Mr Hämäläinen said that an identified $17bn of waste and inefficiency in the world’s supply chain is “a great opportunity” for both existing players and new entrants Photo: Kalmar Mr Hämäläinen said that an identified $17bn of waste and inefficiency in the world’s supply chain is “a great opportunity” for both existing players and new entrants Photo: Kalmar
Industry Database

A world where container logistics companies never touch a physical container, nor own or operate a single ship, terminal or container handling machine: that’s a future scenario considered by cargo handling solutions and services firm Kalmar.

In a Port 2060 insight piece entitled The $17bn market opportunity, Jari Hämäläinen, terminal automation director at the company, claimed that the current convergence of key disruptive technologies such as the Internet of Things, blockchain and artificial intelligence is anticipated to lead to an autonomous supply chain responding to each contextual situation based on the real-time data from all connected devices and systems.

“The openness and transparency of this system of systems will drastically increase the productivity and efficiency of global container logistics,” he argued.

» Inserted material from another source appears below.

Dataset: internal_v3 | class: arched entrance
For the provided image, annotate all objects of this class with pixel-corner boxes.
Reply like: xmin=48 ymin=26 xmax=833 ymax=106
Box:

“At the same time, it will remove several layers of middlemen, eliminate manual process phases and shortcut many logistics features as we understand the term today.”

Opportunities on offer

According to Mr Hämäläinen, an identified $17bn of waste and inefficiency in the world’s supply chain is “a great opportunity” for both existing players and new entrants, and companies with new business models will be observed making profit by understanding and optimising cargo flow.

“New digital marketplaces and novel brokering models will emerge, as openness and de facto standardisation create a world in which intelligent solutions can span the entire supply chain — and perhaps redefine the entire maritime industry in the process,” he claimed.

All of this, he argued, will make global business faster and result in quicker deliveries, a transparent supply chain for consumers and companies and a radical shift in how business in Kalmar’s sector is conducted.

Mr Hämäläinen also suggested that the established players might seek to protect their existing markets while new entrants may think differently and challenge the status quo — and that for the industry leaders, the real competitors might not be who they think.

Concluding his insight piece, Mr Hämäläinen argued that container handling equipment, ships and twenty-foot containers will continue to be needed.

However, he explained that cutting many of today’s players out of the autonomous supply chain loop can make a market opportunity “vastly bigger” than business for any logistics firm owning and operating physical assets today.

The business or businesses set to fill this gap might come from today’s global logistics leaders, from another field or from the software-based start-up realm.

“So, what should we do about this?” he concludes. “Carry on with business as usual — or start changing the world, and our own ideas, before someone changes them for us?”